25. Método de detecção, de acordo com qualquer uma das reivindicações 1 a 24, caracterizado pelo fato de, na etapa "d", as lâminas serem observadas em microscópio de imunofluorescência com aumento de 400x ou lOOOx e com filtros para os canais azul, verde e vermelho; ou em microscópio óptico para reação imunoenzimática, em que é identificado a formação de estruturas anéis e bastões (RR) em células circulantes que estão na presença de medicamentos inibidores da enzima IMPDH I e II.

26. Método de detecção, de acordo com a reivindicação 25, caracterizado pelo fato de a proporção de células apresentando as estruturas RR variarem de 5% a 50% das células, em que os anéis variam de 5 a 10% e os bastões variam de 90 a 95% no citoplasma das referidas células.

27. Método de detecção, de acordo com a reivindicação 26, caracterizado pelo fato de as referidas estruturas serem observadas na cor vermelha ou verde de acordo com o anticorpo secundário utilizado.

28. Método de detecção, de acordo com a reivindicação 25, 26 ou 27, caracterizado pelo fato de os referidos medicamentos inibidores da enzima IMPDH I e II serem selecionados do grupo que consiste em drogas indutoras de estruturas RR, tais como a ribavirina, micofenolado mofetil (MMF), azatioprina, metotrexato, aciclovir, entre outros.

29. Método de detecção, de acordo com qualquer uma das reivindicações 1 a 28, caracterizado pelo fato de raramente se observar resultado falso positivo.

30. Uso do método conforme definido em qualquer uma das reivindicações 1 a 29, caracterizado pelo fato de ser para investigar a adesão do usuário à medicação que ocasiona a formação de estruturas RR formada por agregados da enzima IMPDH, preferencialmente para investigar a adesão ao tratamento medicamentoso com ribavirina na hepatite C.

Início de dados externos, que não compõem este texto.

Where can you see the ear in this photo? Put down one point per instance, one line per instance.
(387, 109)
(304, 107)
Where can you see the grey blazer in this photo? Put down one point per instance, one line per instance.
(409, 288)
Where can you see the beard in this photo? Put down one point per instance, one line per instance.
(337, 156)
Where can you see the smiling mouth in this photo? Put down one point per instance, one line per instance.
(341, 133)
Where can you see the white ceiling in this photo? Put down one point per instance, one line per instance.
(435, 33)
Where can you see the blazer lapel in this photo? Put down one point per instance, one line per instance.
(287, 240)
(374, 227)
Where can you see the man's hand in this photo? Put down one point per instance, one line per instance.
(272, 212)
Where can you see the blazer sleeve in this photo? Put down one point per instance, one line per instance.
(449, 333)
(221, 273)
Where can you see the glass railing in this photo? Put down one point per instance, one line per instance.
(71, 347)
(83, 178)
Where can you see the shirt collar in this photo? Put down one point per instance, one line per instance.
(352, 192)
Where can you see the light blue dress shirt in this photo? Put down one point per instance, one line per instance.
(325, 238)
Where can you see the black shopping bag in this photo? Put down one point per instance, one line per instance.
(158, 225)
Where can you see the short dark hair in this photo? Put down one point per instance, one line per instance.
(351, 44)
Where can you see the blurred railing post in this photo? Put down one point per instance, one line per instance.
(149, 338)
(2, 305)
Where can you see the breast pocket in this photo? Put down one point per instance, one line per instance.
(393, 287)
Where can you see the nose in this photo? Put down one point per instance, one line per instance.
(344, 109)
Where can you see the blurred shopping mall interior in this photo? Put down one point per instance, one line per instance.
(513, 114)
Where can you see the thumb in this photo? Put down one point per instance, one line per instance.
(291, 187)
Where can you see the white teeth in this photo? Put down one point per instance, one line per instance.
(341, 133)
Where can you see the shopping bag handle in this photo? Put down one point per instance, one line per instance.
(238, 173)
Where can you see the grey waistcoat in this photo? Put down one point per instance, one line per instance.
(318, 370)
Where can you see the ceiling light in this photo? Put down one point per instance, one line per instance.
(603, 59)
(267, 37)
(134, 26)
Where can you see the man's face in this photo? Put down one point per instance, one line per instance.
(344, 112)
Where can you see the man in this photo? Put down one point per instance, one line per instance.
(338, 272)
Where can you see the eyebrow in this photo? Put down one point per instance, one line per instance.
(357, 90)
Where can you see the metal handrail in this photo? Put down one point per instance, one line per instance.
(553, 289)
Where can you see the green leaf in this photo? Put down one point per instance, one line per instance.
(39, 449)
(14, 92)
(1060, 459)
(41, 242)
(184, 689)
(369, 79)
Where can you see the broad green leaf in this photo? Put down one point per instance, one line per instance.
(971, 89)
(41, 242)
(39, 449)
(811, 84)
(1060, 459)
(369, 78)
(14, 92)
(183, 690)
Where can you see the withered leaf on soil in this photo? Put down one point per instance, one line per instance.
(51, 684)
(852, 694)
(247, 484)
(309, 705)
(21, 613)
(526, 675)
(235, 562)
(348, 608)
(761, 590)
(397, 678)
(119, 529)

31. Kit para executar o método, conforme definido em qualquer uma das reivindicações 1 a 29, caracterizado pelo fato de compreender: - Solução geradora de Gradiente (SGG) com densidade de 1,077 g/ml; - Anticorpo primário anti-RR; - Anticorpo secundário anti-IgG humana, conjugado a uma molécula fluorescente na cor verde ou vermelha; Meio de montagem baseado em glicerol preferencialmente com DAPI (4',6-diamidino-2-phenylindole) ou outro reagente corante de DNA; - Esmalte para selar as lâminas/lamínulas; - Tampão Salina fosfato (PBS); - PBS + 4% paraformaldeído; e - PBS + 1% Albumina Bovina Sérica ultrapura (ABS).

32. Kit, de acordo com a reivindicação 31, caracterizado pelo fato de o anticorpo primário anti-RR ser selecionado dos grupos que consistem em anticorpos monoclonais ou policlonais anti-IMPDH, preferencialmente um anticorpo policlonal anti-IMPDH2 de coelho purificado por afinidade, em que alternativamente o anticorpo primário é substituído por soro com reatividade anti-RR que consistem em um pool de soros de paciente HCV anti-RR positivo ou um soro individual de paciente HCV anti-RR positivo.

33. Kit, de acordo com a reivindicação 31 ou 32, caracterizado pelo fato de, alternativamente, o referido anticorpo secundário anti-IgG humana ser conjugado marcado com peroxidase ou outra enzima adequada, para o método imunoenzimático.

34. Kit, de acordo com a reivindicação 31, 32 ou 33, caracterizado pelo fato de, alternativamente, ambos os anticorpos primários possíveis, serem conjugados diretamente com uma substância fluorófora de forma a dispensar a necessidade do uso de anticorpo secundário anti-IgG humana.